While the increase in young girls and women from the Cologne area who are starting to play hockey does not necessarily help the first and second teams in the short term, the continued growth of the organization is still promising.
The biggest challenge by far for the Brownies however is the costs involved with playing on and running a team. Ice times and travel fees are expensive, with players paying at least 600 Euros each a season. This fee would likely increase if the Brownies had a team that was promoted to the top league, but at the same time, joining with the Cologne Sharks could help lessen their financial burdens.
“We have the [jerseys], maybe you get sponsors for the team, so it’s easier to get in the first league,” said Nosper of the possibilities that could arise from joining with the Sharks. “You have sponsors who give you a little bit of money for travelling.”
To join the Deutsche Frauen Eishockey Bundesliga, the Brownies’ first team must not only be able to afford it financially, but they must also finish at the top of their league, something they fell short of last season.
“Last year we were in the semifinals and the first game we won, I think 5-1 … and the second game we lost 6-1, so we went down. A lot of girls were ill, the goalie was injured,” said Nosper. “This year I want to get in the finals and maybe when we win the finals we have to look if we can go in the first league.”

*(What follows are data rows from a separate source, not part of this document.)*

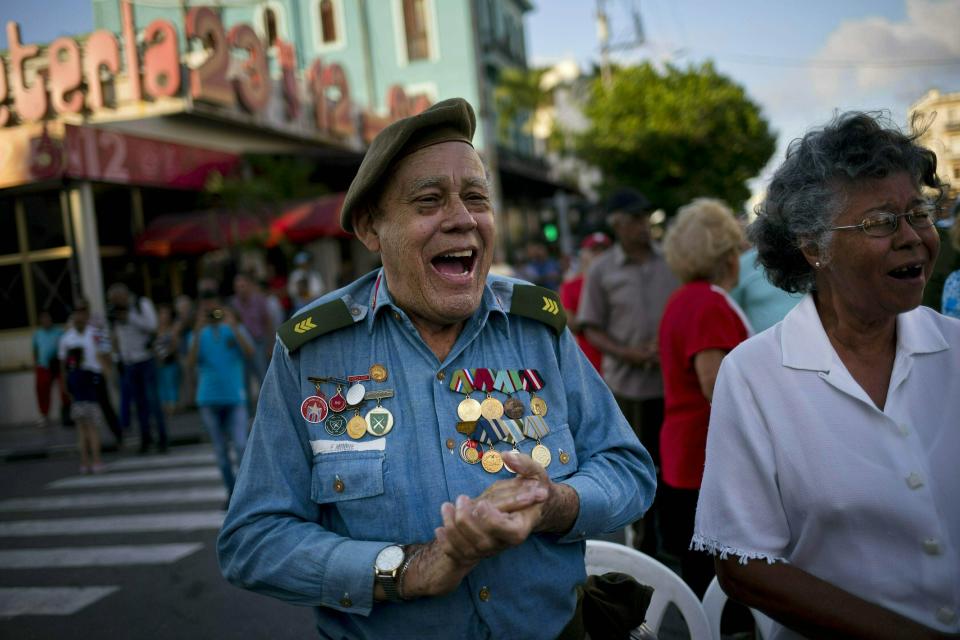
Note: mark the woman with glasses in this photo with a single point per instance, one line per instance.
(830, 491)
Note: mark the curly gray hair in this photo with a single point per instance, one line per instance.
(808, 190)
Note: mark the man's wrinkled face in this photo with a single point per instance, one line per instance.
(434, 230)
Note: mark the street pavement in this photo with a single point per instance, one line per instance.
(126, 554)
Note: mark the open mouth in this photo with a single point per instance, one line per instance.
(455, 263)
(908, 272)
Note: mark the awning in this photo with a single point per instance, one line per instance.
(305, 221)
(198, 232)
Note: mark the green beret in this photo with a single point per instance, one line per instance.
(447, 121)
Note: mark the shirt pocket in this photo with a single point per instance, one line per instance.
(339, 478)
(560, 443)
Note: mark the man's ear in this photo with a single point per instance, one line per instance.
(365, 228)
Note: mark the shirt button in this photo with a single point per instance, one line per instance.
(931, 546)
(946, 615)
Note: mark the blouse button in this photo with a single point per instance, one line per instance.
(931, 546)
(914, 480)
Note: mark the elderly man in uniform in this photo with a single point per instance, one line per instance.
(431, 448)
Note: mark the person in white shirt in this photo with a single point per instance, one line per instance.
(830, 491)
(134, 323)
(83, 361)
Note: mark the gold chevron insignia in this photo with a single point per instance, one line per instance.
(304, 325)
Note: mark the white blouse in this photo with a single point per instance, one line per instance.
(803, 467)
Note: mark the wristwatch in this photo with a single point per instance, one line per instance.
(388, 569)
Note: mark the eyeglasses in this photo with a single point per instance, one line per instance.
(884, 224)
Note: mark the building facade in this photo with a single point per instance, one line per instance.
(108, 134)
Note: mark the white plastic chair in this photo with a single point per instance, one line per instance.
(714, 600)
(605, 556)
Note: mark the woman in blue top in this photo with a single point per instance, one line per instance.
(218, 347)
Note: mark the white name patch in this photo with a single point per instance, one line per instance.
(339, 446)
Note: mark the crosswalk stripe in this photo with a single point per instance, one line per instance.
(176, 521)
(49, 601)
(162, 461)
(145, 477)
(103, 556)
(115, 499)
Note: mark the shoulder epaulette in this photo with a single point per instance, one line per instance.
(540, 304)
(317, 321)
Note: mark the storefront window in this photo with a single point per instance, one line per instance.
(13, 300)
(44, 220)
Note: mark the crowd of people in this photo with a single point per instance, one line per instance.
(751, 405)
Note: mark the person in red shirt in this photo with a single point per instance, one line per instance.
(591, 246)
(700, 325)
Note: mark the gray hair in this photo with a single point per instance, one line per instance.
(808, 190)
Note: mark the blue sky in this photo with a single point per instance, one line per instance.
(799, 60)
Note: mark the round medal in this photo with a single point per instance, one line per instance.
(337, 402)
(357, 427)
(542, 455)
(491, 408)
(513, 408)
(379, 421)
(469, 410)
(355, 394)
(492, 461)
(314, 409)
(538, 406)
(335, 425)
(469, 454)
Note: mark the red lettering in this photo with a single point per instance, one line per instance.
(130, 51)
(209, 81)
(288, 64)
(66, 76)
(253, 84)
(161, 60)
(31, 101)
(101, 51)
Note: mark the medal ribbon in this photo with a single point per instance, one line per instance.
(531, 380)
(483, 380)
(461, 382)
(535, 427)
(504, 382)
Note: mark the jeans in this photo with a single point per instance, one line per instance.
(140, 384)
(226, 423)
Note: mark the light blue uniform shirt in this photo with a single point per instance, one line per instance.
(290, 534)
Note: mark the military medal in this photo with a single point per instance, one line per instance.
(314, 408)
(469, 452)
(335, 425)
(378, 373)
(491, 461)
(536, 427)
(357, 427)
(379, 419)
(533, 382)
(338, 403)
(355, 394)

The Brownies’ main competition as they fight for the top spot and the chance to be promoted is Düsseldorf, another club that is also looking to be join Germany’s top league. The Brownies have played Düsseldorf once already this season, beating them 2-1 in an intensely close game.

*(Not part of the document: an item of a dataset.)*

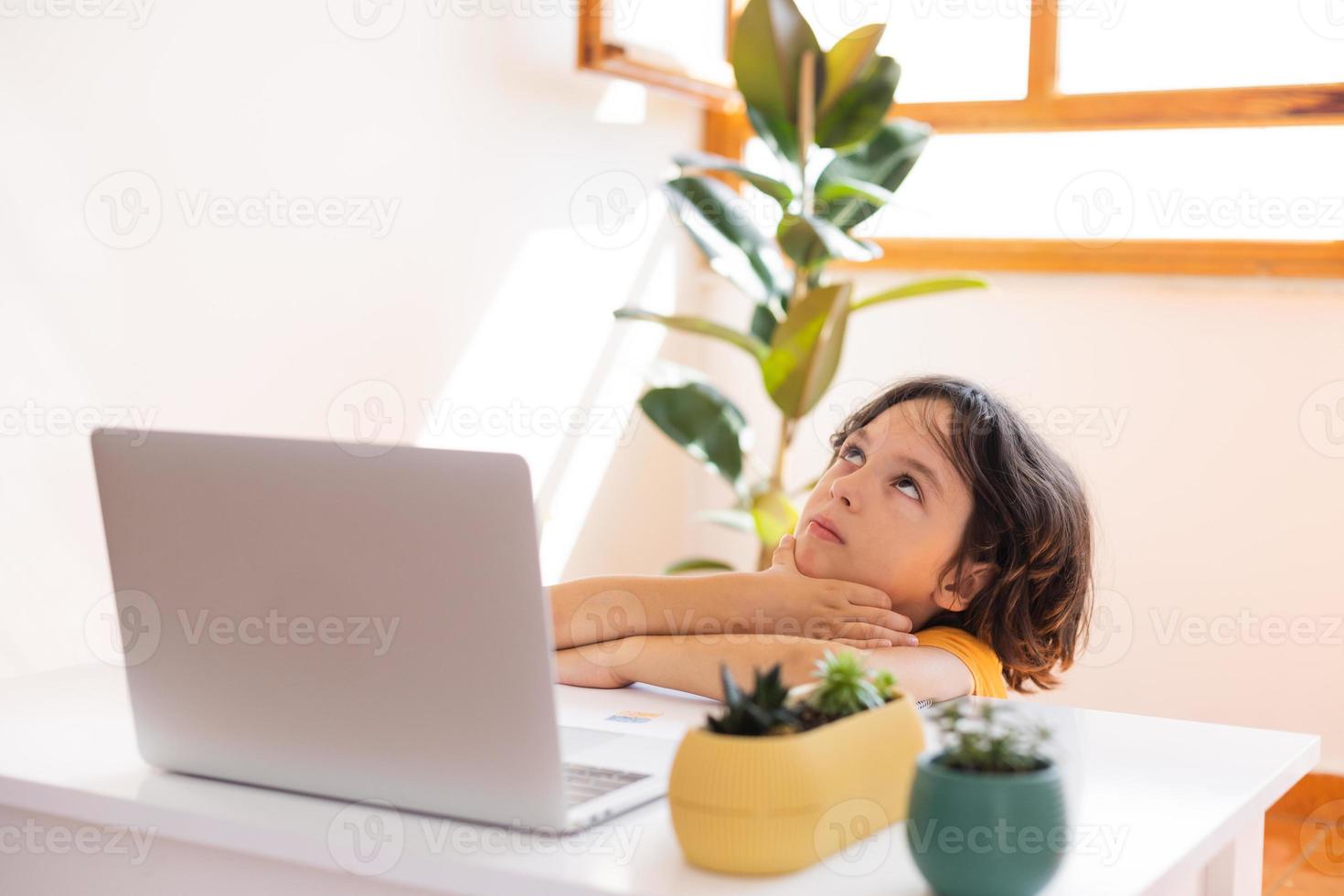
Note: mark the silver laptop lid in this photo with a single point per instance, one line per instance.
(306, 615)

So what’s next? While the players continue to practice and play games in an effort to finish the season as the number one club, meetings have and will take place to take the steps necessary to make the shift from the Brownies to the Sharks. The Cologne Brownies, which already differs from other female hockey clubs not just in Germany, but in Europe, is a club to watch, as they continue to dream big and lead the way for female hockey in and around Cologne.